Effect of side chain modifications in imidazolium ionic liquids on the properties of the electrical double layer at a molybdenum disulfide electrode

Knowledge of how the molecular structures of ionic liquids (ILs) affect their properties at electrified interfaces is key to the rational design of ILs for electric applications. Polarizable molecular dynamics simulations were performed to investigate the structural, electrical, and dynamic properties of electric double layers (EDLs) formed by imidazolium dicyanamide ([ImX1][DCA]) at the interface with the molybdenum disulfide electrode. The effect of side chain of imidazolium on the properties of EDLs was analyzed by using 1-ethyl-3-methylimidazolium ([Im21]), 1-octyl-3-methylimidazolium ([Im81]), 1-benzyl-3-methylimidazolium ([ImB1]), and 1-(2-hydroxyethyl)-3-methylimidazolium ([ImO1]) as cations. Using [Im21] as reference, we find that the introduction of octyl or benzyl groups significantly alters the interfacial structures near the cathode because of the reorientation of cations.

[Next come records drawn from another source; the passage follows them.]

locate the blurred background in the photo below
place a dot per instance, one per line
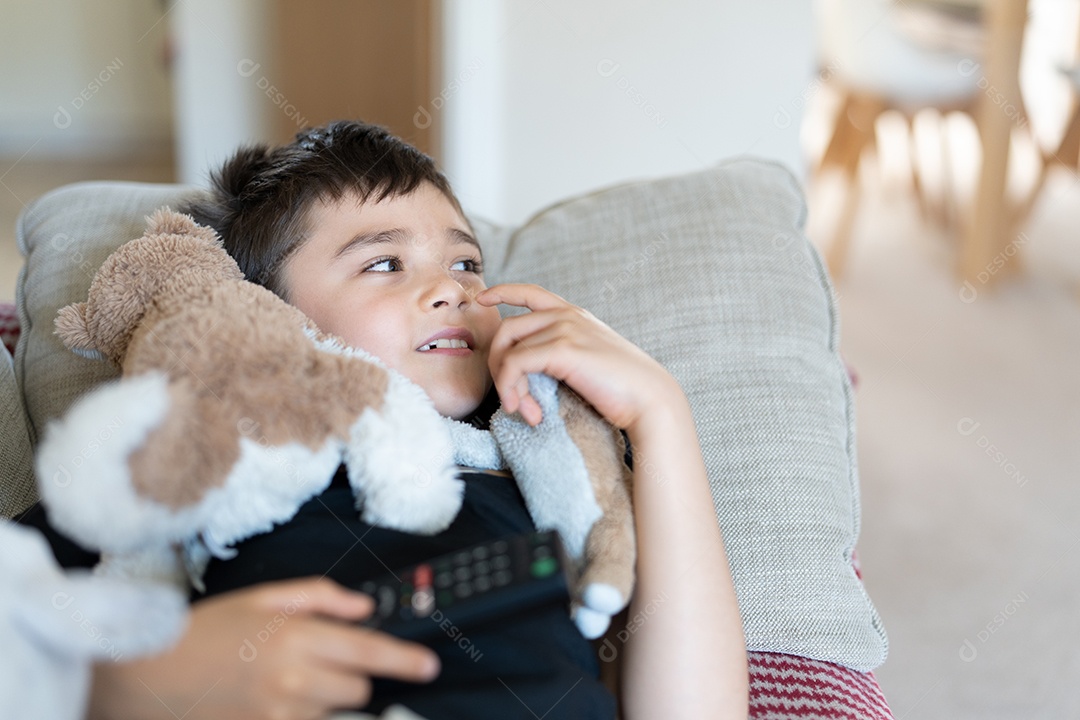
(937, 143)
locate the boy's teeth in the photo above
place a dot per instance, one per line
(445, 342)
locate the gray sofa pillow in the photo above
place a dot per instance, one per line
(710, 273)
(16, 470)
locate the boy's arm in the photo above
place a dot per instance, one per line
(686, 655)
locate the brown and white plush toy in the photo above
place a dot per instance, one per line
(233, 409)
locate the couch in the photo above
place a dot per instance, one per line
(711, 273)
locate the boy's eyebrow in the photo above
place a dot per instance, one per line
(396, 236)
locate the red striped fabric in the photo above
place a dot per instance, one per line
(787, 687)
(9, 326)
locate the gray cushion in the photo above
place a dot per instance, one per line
(16, 473)
(710, 273)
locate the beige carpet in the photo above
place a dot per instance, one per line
(969, 445)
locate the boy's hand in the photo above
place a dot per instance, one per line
(280, 650)
(569, 343)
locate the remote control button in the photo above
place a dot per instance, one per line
(387, 601)
(543, 567)
(423, 602)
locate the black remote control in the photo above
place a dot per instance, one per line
(471, 587)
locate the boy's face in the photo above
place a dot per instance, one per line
(391, 277)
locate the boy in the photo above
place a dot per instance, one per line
(363, 233)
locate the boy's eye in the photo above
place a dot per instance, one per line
(469, 265)
(383, 265)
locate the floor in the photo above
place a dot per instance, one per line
(969, 421)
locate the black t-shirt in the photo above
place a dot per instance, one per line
(527, 667)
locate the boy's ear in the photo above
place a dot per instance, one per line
(71, 327)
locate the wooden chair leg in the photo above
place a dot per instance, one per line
(853, 132)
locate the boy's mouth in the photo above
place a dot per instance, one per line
(444, 342)
(453, 338)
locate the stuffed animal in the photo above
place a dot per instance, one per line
(54, 625)
(233, 409)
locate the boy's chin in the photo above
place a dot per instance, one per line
(458, 408)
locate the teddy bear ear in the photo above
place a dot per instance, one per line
(71, 328)
(167, 221)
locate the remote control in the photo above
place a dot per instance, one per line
(471, 587)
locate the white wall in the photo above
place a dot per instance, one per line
(82, 78)
(545, 99)
(224, 69)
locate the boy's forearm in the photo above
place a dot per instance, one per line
(685, 653)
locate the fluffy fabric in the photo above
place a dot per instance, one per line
(54, 625)
(571, 475)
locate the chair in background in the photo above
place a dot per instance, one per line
(895, 56)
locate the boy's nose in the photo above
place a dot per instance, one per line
(446, 290)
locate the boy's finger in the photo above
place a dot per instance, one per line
(521, 295)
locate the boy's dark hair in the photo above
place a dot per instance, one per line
(260, 198)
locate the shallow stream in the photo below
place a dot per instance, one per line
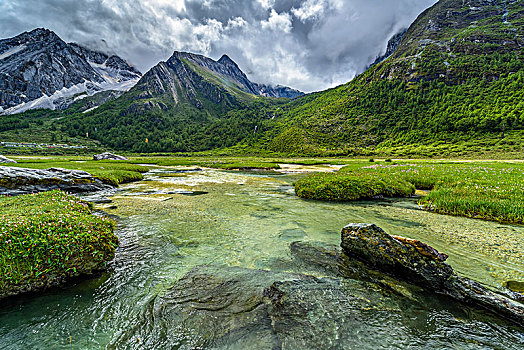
(174, 221)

For [Im81], the positive charge on the cathode induces pronounced polar and non-polar domain separation. In contrast, the hydroxyl group has a minor effect on the interfacial structures. [ImB1] is shown to deliver slightly larger capacitance than other ILs even though it has larger molecular volume than [Im21]. This is attributed to the limiting factor for capacitance being the strong association between counter-ions, instead of the free space available to ions at the interface. For [Im81], the charging mechanism is mainly the exchange between anions and octyl tails, while for the other ILs, the mechanism is mainly the exchange of counter-ions. Analysis on the charging process shows that the charging speed does not correlate strongly with macroscopic bulk dynamics like viscosity. Instead, it is dominated by local displacement and reorientation of ions.

Automated summary

Understanding the impact of molecular structures of ionic liquids on their properties at electrified interfaces is crucial for designing ILs for electric applications. Side chains such as octyl or benzyl groups can significantly alter the interfacial structures, affecting capacitance. The speed of ion transfer is primarily determined by local displacement and reorientation of ions, rather than macroscopic bulk dynamics.